Jackson-Weiss Syndrome (JWS) is a infrequent genetic disorder characterized by foot abnormalities. The feet show very broad big toes and webbing of the skin between the second and third toes. Additionally, the toes are angled inward. Bony foot defects apparent on X ray comprise short, extensive foot bones and fusion of some of the foot and ankle bones. The hallmark skull differences associated with JWS are caused by the premature closure of skull sutures, or skull plates.

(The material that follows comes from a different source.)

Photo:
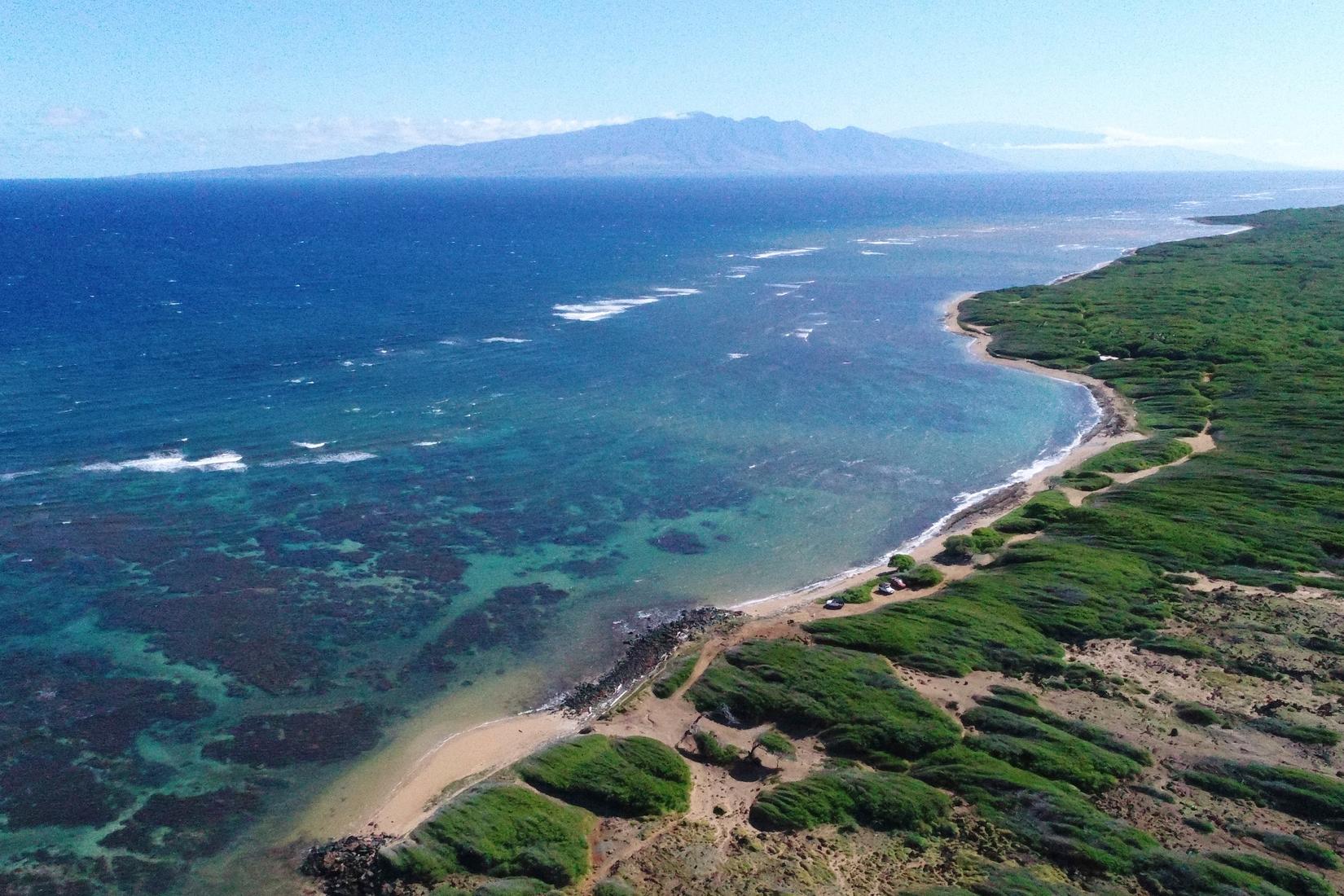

People with Jackson-Weiss syndrome usually have normal intelligence and a normal life span. The range and severity of symptoms and findings may be extremely variable, including among affected members of the same family (kindred). However, primary findings may include premature closure of the fibrous joints (cranial sutures) between certain bones of the skull (craniosynostosis); unusually flat, underdeveloped midfacial regions (midfacial hypoplasia); abnormally broad great toes; and/or malformation or fusion of certain bones within the feet. Mutations in the FGFR2 gene cause Jackson-Weiss syndrome.
The FGFR2 gene produces a protein called fibroblast increase factor receptor 2. Among its several functions, this protein signals immature cells to become bone cells in a developing origin and fetus. A change in a specific part of the FGFR2 gene alters the protein and causes prolonged signaling, which promotes the premature fusion of bones in the skull and feet. This condition is inherited in an autosomal dominant pattern, which means one copy of the altered gene in each cell is sufficient to cause the disorder. Treatment of Jackson-Weiss syndrome is usually treated by doctors and therapists who specialize in head and neck disorders.